A major trend at the show was blending performance, technical fabrics and fashion. The RVCA booth featured clothes made for sports such as a jiu-jitsu and coaches’ jackets that wick away moisture. The Tavik line exhibited its “Ruger Parka.” It keeps out the elements, according to a Tavik statement, but also can be zipped into other Tavik garments as well as accessories made by the company.

For Neely Shearer of the boutique In Heroes We Trust, based in LA’s Venice Beach neighborhood, one of the main fashion trends that she saw at the show was men’s long-sleeve, button-up shirting. Most shirts were presented in basic colors.
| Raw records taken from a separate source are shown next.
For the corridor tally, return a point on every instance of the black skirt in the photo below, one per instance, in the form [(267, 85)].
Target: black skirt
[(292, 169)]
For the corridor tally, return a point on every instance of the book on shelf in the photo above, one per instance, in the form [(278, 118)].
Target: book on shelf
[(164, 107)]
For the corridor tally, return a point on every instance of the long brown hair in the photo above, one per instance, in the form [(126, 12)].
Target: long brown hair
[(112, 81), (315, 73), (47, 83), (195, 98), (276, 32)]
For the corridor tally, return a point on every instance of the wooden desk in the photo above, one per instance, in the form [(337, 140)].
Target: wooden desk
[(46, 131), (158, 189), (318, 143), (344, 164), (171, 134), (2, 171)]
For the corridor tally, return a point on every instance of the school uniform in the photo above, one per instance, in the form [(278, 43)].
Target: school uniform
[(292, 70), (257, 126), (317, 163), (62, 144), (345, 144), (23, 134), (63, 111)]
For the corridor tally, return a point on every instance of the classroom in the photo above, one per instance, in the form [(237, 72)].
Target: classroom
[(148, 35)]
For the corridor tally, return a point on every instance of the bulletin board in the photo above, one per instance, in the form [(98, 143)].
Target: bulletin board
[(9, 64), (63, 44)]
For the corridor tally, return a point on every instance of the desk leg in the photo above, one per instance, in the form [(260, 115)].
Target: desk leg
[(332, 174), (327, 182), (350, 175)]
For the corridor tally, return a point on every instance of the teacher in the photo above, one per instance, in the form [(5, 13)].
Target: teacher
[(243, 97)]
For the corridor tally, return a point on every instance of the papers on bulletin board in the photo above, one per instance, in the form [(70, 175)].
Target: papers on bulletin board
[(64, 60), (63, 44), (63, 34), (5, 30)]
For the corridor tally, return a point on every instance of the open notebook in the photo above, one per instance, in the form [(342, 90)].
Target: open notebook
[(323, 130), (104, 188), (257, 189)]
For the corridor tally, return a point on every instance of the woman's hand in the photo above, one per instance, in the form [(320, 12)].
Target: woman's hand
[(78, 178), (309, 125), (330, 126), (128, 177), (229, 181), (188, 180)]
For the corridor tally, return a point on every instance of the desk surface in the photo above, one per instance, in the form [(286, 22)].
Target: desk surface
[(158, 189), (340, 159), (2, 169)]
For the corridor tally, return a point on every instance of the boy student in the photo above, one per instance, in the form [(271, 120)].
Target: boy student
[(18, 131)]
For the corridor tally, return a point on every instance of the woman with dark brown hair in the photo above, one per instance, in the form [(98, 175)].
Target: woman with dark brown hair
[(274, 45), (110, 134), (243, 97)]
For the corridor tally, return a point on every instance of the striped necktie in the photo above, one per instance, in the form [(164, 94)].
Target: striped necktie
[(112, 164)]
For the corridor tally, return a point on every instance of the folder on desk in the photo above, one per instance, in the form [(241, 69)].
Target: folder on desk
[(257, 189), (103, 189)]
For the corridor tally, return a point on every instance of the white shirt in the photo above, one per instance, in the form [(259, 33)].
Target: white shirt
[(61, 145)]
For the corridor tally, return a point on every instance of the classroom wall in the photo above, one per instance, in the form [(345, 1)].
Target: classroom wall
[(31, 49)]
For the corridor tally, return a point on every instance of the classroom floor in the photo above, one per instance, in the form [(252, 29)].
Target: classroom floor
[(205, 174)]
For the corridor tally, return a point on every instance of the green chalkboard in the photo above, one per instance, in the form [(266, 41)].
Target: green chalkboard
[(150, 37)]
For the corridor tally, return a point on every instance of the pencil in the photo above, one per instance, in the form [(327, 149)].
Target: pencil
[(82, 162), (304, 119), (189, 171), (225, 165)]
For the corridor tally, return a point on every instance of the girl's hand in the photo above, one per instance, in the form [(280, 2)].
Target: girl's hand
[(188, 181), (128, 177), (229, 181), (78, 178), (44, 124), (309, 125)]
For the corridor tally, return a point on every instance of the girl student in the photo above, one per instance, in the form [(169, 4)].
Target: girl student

“There seemed to be a lot of artist collaborations, too,” she said of capsule collections offered by the brands.

Paulina Castelli of Venice Heights, another Venice-area boutique, reported that unisex athleisure styles seemed to be popular at the show. “I saw a lot of denim with an American heritage look and chinos styled with legs rolled up way past the ankles,” she said.

After the show closed on Jan. 8, many of the attendees and vendors walked to the convention center’s Center Theater for the Agenda Emerge Conference. Presented by Project Cobalt, Group Y and Nice Kicks, the conference features TED-style talks where business leaders and artists speak on their careers. Speaking at the Agenda Emerge Conference was Jeff Kearl, cofounder of Stance; Nic Galway, a global design vice president of Adidas Originals; Jon Wexler, a marketing chief at Adidas; and Mark Gonzalez, a pioneering skateboarder.

Next up for Agenda is its first trade show in Miami. It takes place at the Mana Wynwood Production Village Jan. 18–19.